The NBA Experience isn’t just Disney’s first attraction partnership with a sports league, but one of the only major permanent sports-themed venues worldwide. The closest comparisons are the Ferrari theme parks in Barcelona and Abu Dhabi, though only part of the attractions there are themed to the carmaker’s famous Formula 1 team.
There was also a temporary NFL Experience on New York City’s Times Square, which was home to a 4D film theatre, a simulated locker room and practice area and other features, but that closed in 2018
The end result of the lengthy development work for the NBA Experience is an immersive mix of real-world and computer-generated elements among the 13 different activities. The actual components include a recreated NBA locker room where visitors can sit and get the view a current player has, and a combine setting where users can can measure their vertical leap, wingspan, and other attributes, and compare those with the pros.
There is also a wax model of NBA commissioner Adam Silver where fans can simulate a draft-day photo opportunity, complete with the team hat of their choice, and additional chances to have pictures taken with the league championship and most valuable player trophies. The dunk contest, meanwhile, happens on adjustable-height rims.
The virtual side, meanwhile, offers a simulated coach that offers tips to visitors on their ballhandling and dribbling skills amid a full-size court, as well as a separate replay center where fans can review clips of game action and must make the correct call in a timed challenge.
“The various activities were chosen to best tell the well-rounded story of the player experience and to make the experience accessible to most family members,” Dodd says.
Conceptually similar to the league’s aggressive moves over the past decade in emerging technology and social media, the NBA sees the Disney initiative as a way of marketing basketball to millions of people who have never or rarely attend games, or may be altogether unfamiliar with the league and what it does.

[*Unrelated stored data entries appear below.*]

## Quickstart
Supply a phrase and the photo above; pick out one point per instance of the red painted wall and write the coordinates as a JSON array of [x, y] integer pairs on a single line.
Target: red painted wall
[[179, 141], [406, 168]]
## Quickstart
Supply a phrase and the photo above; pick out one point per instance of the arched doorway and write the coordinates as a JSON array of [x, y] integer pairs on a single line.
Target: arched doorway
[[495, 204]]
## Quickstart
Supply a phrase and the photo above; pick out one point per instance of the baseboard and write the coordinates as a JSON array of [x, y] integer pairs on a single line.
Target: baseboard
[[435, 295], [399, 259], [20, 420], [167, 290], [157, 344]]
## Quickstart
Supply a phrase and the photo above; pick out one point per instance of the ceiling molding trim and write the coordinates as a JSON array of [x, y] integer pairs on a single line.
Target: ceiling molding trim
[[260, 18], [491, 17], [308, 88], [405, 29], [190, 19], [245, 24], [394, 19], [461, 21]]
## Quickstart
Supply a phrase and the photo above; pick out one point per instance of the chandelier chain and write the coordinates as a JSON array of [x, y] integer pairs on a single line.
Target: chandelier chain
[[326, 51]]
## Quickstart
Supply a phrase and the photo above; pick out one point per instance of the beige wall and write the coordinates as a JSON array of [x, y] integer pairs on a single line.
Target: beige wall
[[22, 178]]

And given Disney World attracts a global visitor base, it represents one of the most fertile efforts possible for new fan development. The entry fee is $34 (€31) for adults and $29 for children, marking a separate fee from the bulk of Disney World parks and the largely free Disney Springs. But those costs are far less than many NBA game tickets. And the sense of being an NBA or Women’s National Basketball Association player the attraction seeks to recreate is something that can’t be purchased.
“Only a few people in the world get to experience being a NBA or WNBA player,” Silver said at the opening of the NBA Experience, a high-profile event that featured Basketball Hall of Famers Kareem Abdul-Jabbar and Grant Hill, among many others. “This is the next best thing. This is the NBA experience, brought to you in a way that no one else can but Disney and its Imagineers.”
And given the NBA and Disney are already talking about potentially taking the NBA Experience to other Disney parks elsewhere around the world, there could be a whole lot more of that next best thing.